42  Using Arduino / Project Guidance / Re: Workshopping minimal stripboard £4 USB-Connected Arduino-Compatible on: August 26, 2012, 05:40:32 am
I've updated the design to accommodate for...

  • The fact I can now get 16MHz Crystal and two 22pF Capacitors cheaper than a Ceramic resonator from Tayda Electronics
  • A perceived need for both rapid response and high capacity decoupling leading to 3 decoupling capacitors - from discussion with others, but could be overkill, so any other ideas are useful

The main benefit of this "Shrimp" design is the ease of transfer for those workshopping with 'Arduino compatibles' taking projects from breadboard-with-jumpers, through breadboard-with-length-cut-wires-and-components, to neat stripboard, meaning you can go from tabletop prototyping into something more robust without changing the circuit at all. This is something I hope will help delegates to the workshops.

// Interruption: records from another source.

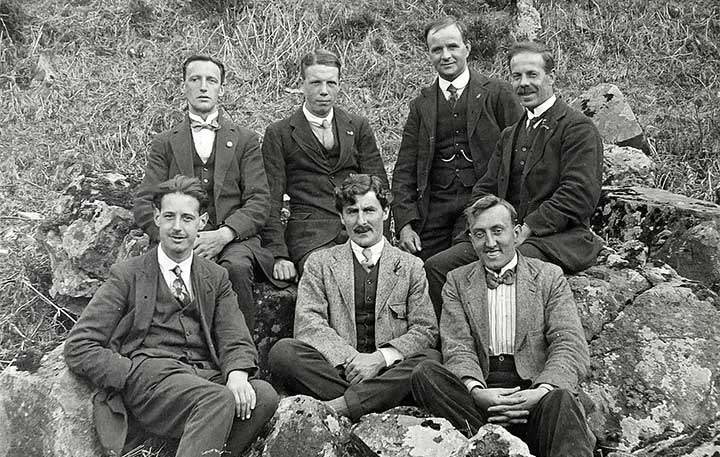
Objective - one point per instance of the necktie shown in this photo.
(493, 280)
(179, 289)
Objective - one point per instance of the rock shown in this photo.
(405, 436)
(627, 166)
(46, 413)
(612, 115)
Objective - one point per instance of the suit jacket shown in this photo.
(117, 319)
(325, 308)
(295, 166)
(550, 346)
(561, 184)
(492, 106)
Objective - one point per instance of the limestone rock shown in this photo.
(627, 166)
(405, 436)
(612, 115)
(46, 413)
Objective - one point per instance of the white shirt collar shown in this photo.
(375, 250)
(312, 119)
(460, 82)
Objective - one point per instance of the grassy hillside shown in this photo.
(109, 79)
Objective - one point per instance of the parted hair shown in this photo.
(360, 184)
(181, 184)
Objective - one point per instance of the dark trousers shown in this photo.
(556, 426)
(303, 370)
(438, 266)
(173, 399)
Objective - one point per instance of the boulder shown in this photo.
(612, 115)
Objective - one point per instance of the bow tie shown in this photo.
(199, 125)
(493, 280)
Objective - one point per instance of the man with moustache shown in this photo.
(363, 319)
(449, 137)
(513, 347)
(306, 156)
(548, 165)
(164, 341)
(227, 160)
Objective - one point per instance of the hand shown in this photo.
(363, 366)
(284, 270)
(409, 240)
(209, 244)
(243, 392)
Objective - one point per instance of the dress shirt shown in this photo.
(389, 353)
(459, 83)
(204, 139)
(167, 265)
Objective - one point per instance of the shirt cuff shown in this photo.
(391, 355)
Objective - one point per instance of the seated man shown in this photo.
(164, 341)
(363, 319)
(512, 342)
(548, 166)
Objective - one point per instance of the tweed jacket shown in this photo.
(325, 309)
(561, 184)
(296, 166)
(550, 345)
(492, 106)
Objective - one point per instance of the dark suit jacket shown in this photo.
(242, 198)
(115, 322)
(550, 345)
(492, 106)
(295, 166)
(561, 184)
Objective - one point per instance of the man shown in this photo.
(363, 319)
(227, 160)
(166, 345)
(449, 137)
(548, 166)
(306, 156)
(512, 342)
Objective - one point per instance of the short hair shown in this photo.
(184, 185)
(443, 22)
(361, 184)
(535, 48)
(319, 57)
(483, 204)
(203, 58)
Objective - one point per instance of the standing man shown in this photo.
(306, 156)
(449, 137)
(363, 319)
(166, 345)
(227, 160)
(512, 342)
(548, 165)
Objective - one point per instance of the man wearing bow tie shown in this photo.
(306, 156)
(513, 347)
(227, 160)
(363, 319)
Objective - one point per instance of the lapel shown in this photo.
(302, 135)
(388, 275)
(182, 147)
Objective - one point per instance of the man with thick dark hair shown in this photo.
(227, 160)
(363, 319)
(306, 156)
(449, 137)
(548, 165)
(164, 341)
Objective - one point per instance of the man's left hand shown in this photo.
(363, 366)
(209, 244)
(243, 392)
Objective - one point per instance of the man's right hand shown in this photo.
(409, 240)
(284, 270)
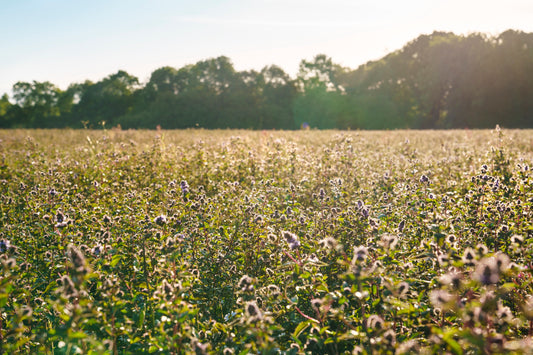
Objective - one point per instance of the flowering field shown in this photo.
(266, 242)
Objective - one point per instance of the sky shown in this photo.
(66, 41)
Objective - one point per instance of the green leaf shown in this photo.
(301, 327)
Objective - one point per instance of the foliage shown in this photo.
(253, 242)
(440, 80)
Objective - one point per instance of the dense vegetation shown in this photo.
(436, 81)
(266, 242)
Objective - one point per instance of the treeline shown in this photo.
(440, 80)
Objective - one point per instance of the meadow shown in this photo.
(235, 242)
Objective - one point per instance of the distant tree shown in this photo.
(39, 103)
(322, 102)
(106, 100)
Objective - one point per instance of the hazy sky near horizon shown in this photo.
(65, 41)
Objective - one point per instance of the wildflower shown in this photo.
(390, 337)
(360, 253)
(184, 187)
(199, 348)
(273, 290)
(77, 258)
(487, 271)
(68, 288)
(4, 245)
(160, 220)
(451, 238)
(292, 239)
(502, 262)
(328, 242)
(403, 288)
(517, 239)
(482, 249)
(97, 250)
(272, 238)
(452, 279)
(245, 283)
(443, 258)
(8, 263)
(26, 311)
(440, 298)
(389, 241)
(401, 226)
(504, 314)
(469, 258)
(253, 312)
(375, 322)
(408, 347)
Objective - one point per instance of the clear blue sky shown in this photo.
(66, 41)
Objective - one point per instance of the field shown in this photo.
(334, 242)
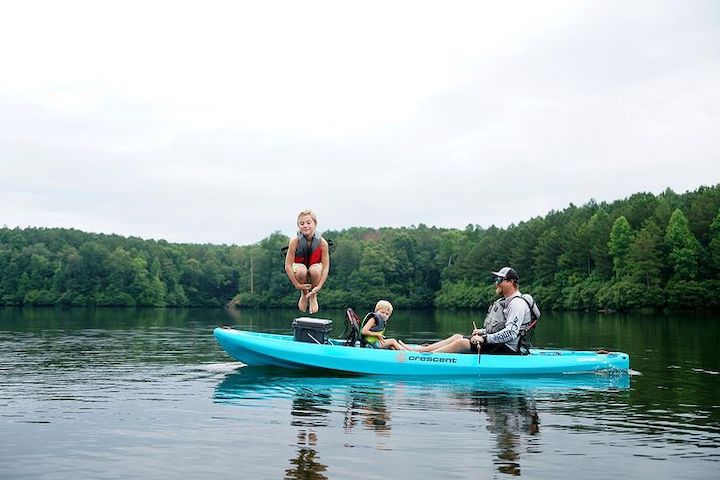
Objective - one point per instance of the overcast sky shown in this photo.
(216, 122)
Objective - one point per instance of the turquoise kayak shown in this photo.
(266, 349)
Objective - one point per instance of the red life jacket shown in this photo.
(308, 254)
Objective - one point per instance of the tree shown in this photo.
(683, 247)
(621, 237)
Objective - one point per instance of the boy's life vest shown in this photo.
(379, 326)
(497, 314)
(308, 254)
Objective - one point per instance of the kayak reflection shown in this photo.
(506, 408)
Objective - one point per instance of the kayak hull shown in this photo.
(265, 349)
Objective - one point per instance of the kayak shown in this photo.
(267, 349)
(267, 383)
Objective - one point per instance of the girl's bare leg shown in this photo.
(301, 276)
(314, 272)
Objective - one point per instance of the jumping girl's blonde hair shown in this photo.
(383, 304)
(307, 212)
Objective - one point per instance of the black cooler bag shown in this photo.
(318, 328)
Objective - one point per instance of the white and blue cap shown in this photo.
(507, 273)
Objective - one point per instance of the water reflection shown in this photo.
(367, 404)
(505, 408)
(512, 419)
(309, 411)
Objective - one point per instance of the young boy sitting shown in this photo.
(373, 328)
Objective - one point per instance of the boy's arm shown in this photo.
(368, 325)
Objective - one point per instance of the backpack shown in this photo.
(527, 331)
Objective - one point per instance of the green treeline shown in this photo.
(643, 251)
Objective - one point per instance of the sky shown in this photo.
(218, 121)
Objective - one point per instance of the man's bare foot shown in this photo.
(314, 307)
(404, 346)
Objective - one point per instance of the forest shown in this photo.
(645, 251)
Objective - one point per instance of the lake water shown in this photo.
(123, 393)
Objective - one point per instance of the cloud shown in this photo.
(164, 120)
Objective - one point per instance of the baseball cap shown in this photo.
(507, 273)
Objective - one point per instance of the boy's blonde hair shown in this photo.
(383, 304)
(307, 212)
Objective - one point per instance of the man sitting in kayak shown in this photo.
(501, 332)
(307, 261)
(373, 328)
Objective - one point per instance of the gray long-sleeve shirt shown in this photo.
(516, 314)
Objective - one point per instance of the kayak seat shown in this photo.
(352, 328)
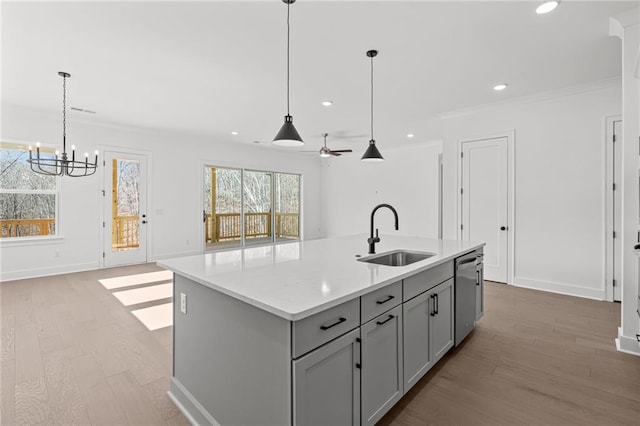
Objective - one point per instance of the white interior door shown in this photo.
(484, 206)
(617, 211)
(125, 209)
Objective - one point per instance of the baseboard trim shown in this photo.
(628, 345)
(188, 405)
(560, 288)
(42, 272)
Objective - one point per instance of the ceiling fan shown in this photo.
(326, 152)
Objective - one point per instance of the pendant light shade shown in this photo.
(372, 153)
(288, 135)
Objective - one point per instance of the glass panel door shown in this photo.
(222, 207)
(258, 220)
(125, 209)
(287, 201)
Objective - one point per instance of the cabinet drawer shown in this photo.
(380, 301)
(318, 329)
(423, 281)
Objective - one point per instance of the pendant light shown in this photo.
(372, 154)
(288, 135)
(61, 164)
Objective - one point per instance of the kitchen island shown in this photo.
(303, 333)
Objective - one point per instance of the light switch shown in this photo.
(183, 303)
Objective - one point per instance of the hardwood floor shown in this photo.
(72, 353)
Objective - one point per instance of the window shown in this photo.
(28, 201)
(239, 207)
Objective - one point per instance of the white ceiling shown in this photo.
(210, 68)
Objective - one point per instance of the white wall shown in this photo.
(175, 206)
(407, 179)
(559, 184)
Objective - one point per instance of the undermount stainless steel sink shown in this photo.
(397, 257)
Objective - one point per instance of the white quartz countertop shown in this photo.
(296, 280)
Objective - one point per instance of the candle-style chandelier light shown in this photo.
(60, 164)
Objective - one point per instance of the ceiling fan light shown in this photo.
(288, 135)
(547, 7)
(372, 154)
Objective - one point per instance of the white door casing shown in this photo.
(484, 193)
(135, 250)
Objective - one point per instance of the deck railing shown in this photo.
(13, 228)
(226, 226)
(125, 232)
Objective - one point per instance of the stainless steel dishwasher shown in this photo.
(466, 275)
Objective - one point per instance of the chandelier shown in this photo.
(60, 164)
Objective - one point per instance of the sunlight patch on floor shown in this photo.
(136, 279)
(144, 294)
(155, 317)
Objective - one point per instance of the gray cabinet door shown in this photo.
(416, 350)
(326, 384)
(480, 294)
(441, 321)
(382, 380)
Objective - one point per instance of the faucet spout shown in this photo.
(373, 240)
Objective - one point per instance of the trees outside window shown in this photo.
(28, 200)
(239, 207)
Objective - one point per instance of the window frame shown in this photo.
(13, 145)
(273, 177)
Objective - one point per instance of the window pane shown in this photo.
(257, 207)
(27, 215)
(125, 231)
(15, 172)
(287, 206)
(222, 205)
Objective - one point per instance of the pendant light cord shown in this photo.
(288, 32)
(64, 114)
(372, 98)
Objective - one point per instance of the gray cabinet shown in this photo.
(382, 380)
(480, 291)
(326, 384)
(428, 330)
(441, 331)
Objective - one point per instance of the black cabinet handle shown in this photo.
(389, 318)
(381, 301)
(326, 327)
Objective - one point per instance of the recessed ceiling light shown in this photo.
(547, 7)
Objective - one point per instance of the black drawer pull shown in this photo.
(389, 318)
(381, 301)
(326, 327)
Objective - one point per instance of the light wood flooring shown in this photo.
(71, 353)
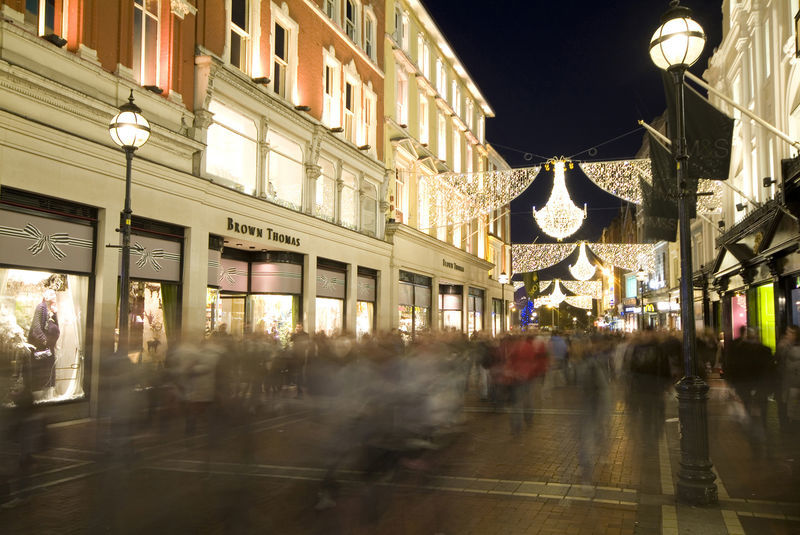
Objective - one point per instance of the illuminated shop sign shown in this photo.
(258, 232)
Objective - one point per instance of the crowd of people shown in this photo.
(391, 404)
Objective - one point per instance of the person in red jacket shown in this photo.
(526, 362)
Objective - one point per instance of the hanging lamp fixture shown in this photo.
(557, 296)
(560, 217)
(583, 269)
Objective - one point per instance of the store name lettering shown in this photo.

I'm passing on the parts for these kits (including USB connectivity) for £5 now, which also covers my postage and handling costs. If you were to source these yourself, buying in the largest bulk volumes available, and barring postage costs (which tend to zero when you buy a million), you could make up Arduino-compatible component kits (including USB connectivity) for around £3.50

Get in touch if you're interested in sourcing these component kits for community workshops and I'll look into setting up something via eBay.

Now I need plenty of ideas for 'extension' kits which will be sets of components and code which permit the shrimp to be made into different things, like a "Milton Bradley" Simon game, a toilet-seat-not-down alarm, a Stylophone, and so on. Ideally only a couple of quid for parts for each extension kit. Really keen to see if this can help with the UK's transformation of it's ICT curriculum away from Microsoft and towards actual Programming.

Welcome your feedback. 
43  Using Arduino / Project Guidance / Re: Workshopping minimal stripboard £4 USB-Connected Arduino-Compatible on: July 04, 2012, 07:06:55 pm
Thanks for the heads-up, Crossroads. As mentioned earlier we're using a CP2102 in the place of an FTDI to save on cost. I don't know if the same is true of the CP2102. I'm using FTDI in the Fritzing diagram because the parts editor seems to be so buggy and problematic. At some point I'll have to edit a CP2102 part from scratch to make this diagram more accurate.
44  Using Arduino / Project Guidance / Re: Workshopping minimal stripboard £4 USB-Connected Arduino-Compatible on: July 03, 2012, 04:33:23 pm
For all those watching this thread, (especially following my presentation at Preston Raspberry Jam yesterday), I will be keeping the latest best-known circuit layout up to date following what is learned through experiments and workshopping at the URLs below. Those logged into the forum will be able to see the latest layout at the time of writing as an attachment below this post. Visit the Laptop Shrimping project to keep up to date with laptop scrimping, pimping and general hacking exploits, such as this article just published on the Safari Books blog.

Stripboard layout
Fritzing file

45  Using Arduino / Project Guidance / Re: Best arduino for servos/sensors controlled via web? on: June 26, 2012, 04:11:23 am
Surprised that no-one mentioned Jeenodes. These are Arduino-compatible devices including RF12 wireless available for the price of an official Arduino board, currently 18 Euros 50 Cents

Basically with one of these attached to the controlling computer, (you can use a CP2102 for this), and another one running the servos, you've nailed the wireless-remote-controllable servo spec for a fraction of the price.

Also Jean-Claude Wippler (who creates and ships them) is incredibly helpful and could probably walk you through the minimum you need to get going if you send him a question.